资讯洞见
The Competition Ordinance (Cap. 619) came into effect on 14 December 2015. The concept of “undertakings” is a fundamental one under this new Ordinance. The First Conduct Rule prohibits various conduct amongst undertakings which has the effect of harming competition in Hong Kong. The Second Conduct Rule regulates activities of undertakings with a substantial degree of market power. The Merger Rule seeks to prevent anti-competitive mergers amongst undertakings in the telecommunications market. Given the importance of the term “undertakings” in the Competition Ordinance, it is essential for corporations to fully understand the concept of “undertakings” in order to avoid violation of this new Ordinance.
Pursuant to section 2(1) of the Competition Ordinance, an “undertaking” is defined as “any entity, regardless of its legal status or the way it is financed, engaged in economic activity, and includes a natural person engaged in economic activity”. In other words, an entity is considered as an “undertaking” only if it engages in “economic activity”. For the purpose of illustration, a trade union acting on behalf of its members in collective bargaining with an employer on salaries and terms and conditions of work is not an undertaking, as the trade union is not engaging in economic activities. It is also worth noting that the concept of “entity” includes both legal and natural persons, although employees are generally not considered as undertakings.
An undertaking may comprise more than one entity. This is important as the First Conduct Rule does not apply to conduct involving two or more entities if the relevant entities are part of the same undertaking. Two scenarios are set out below which are most relevant to corporate entities.
Parent companies and subsidiaries
To determine whether two (or more) entities form part of the same undertaking for the purpose of the First Conduct Rule, the Competition Commission will assess whether the relevant entities constitute a single economic unit. The Competition Commission shall take into account various factors in determining whether several entities belong to the same economic unit. In general, where an entity exercises decisive influence over the commercial policies of another entity, whether through legal or de facto control, both entities are likely to be considered as belonging to the same undertaking and agreements entered into amongst those entities are not subject to the First Conduct Rule. The same applies to agreements entered into between two entities under the same control of a parent company.
In the case of a joint venture, if two or more parents have the power to veto strategic commercial decisions of the joint venture, the joint venture would generally not be considered as part of the same economic unit as any of its parents. A case before the Commission of European Communities (IJsselcentrale and Others (IV/32.732) [1991] OJ L.28/32) provides an example. Four electricity generation companies based in the Netherlands entered into a cooperation agreement with a joint venture company they had set up together. When the cooperation agreement was investigated by the Commission of the European Communities, it was argued that the four electricity generators together formed a single economic unit because they were components in “one indivisible public electricity supply system”. This line of argument was rejected by the Commission of the European Communities. The Commission found that the four electricity generators did not belong to a single group of companies, and were separate legal persons and not controlled by a single person, natural or legal. Each generating company determined its own conduct independently. The fact that they formed part of one indivisible system of public supply was irrelevant.

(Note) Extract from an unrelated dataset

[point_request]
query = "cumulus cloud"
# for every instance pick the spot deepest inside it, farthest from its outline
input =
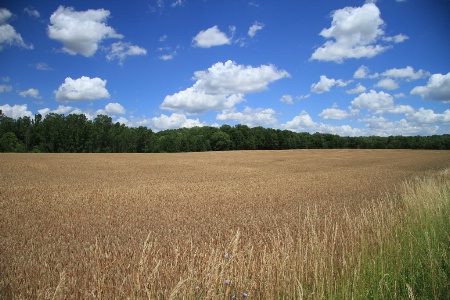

The Commission further held that the joint venture company did not form a single economic unit with one or more of the generating companies, as the joint venture was controlled by its parent companies together.
Principals and Agents
Agency agreements cover situations where an agent is vested with the power to negotiate and/or conclude contracts on behalf of the principal, whether in the name of the agent or the principal, for the purchase of goods or services by the principal, or sale of goods or services supplied by the principal. A true agent is not considered as a separate undertaking from its principal and therefore true agency agreements are not caught by the First Conduct Rule.
However, it should be noted that whether or not a third party is considered a true agent of its “principal” does not depend on whether that third party is labelled an “agent” or whether the agreement appointing the third party is labelled an “agency agreement”. For a true agency agreement to exist, the principal must exercise a certain degree of control over the agent and most importantly, the agent must not bear any significant risks (whether commercial or financial) in relation to the activities for which it has been appointed as an agent. Below are examples of relevant types of risks and costs in this context:
Conclusion
We have examined the meaning of undertakings in the context of agreements between parents and their subsidiaries and between agents and their principals. In both cases, the subsidiaries and agents are separate legal entities from their parents and principals respectively, yet agreements entered into between a parent and its subsidiary or a principal and its agent would not be caught by the First Conduct Rule. A parent company and its subsidiaries are considered as one single economic unit with activities of the subsidiaries under the control of the parent. Similarly, an agent which merely perform functions as designated by its principal is also considered to be under the control of the principal and is therefore not a separate undertaking from its principal in relation to the activities in which it is engaged. While parent-subsidiary relationships are generally quite clear cut, this is not the case with principal-agent relationships, as the risk distribution and level of control might vary on a case-by-case basis. Businesses are reminded not to simply rely on the “agency” label in entering into agency agreements with anti-competitive features.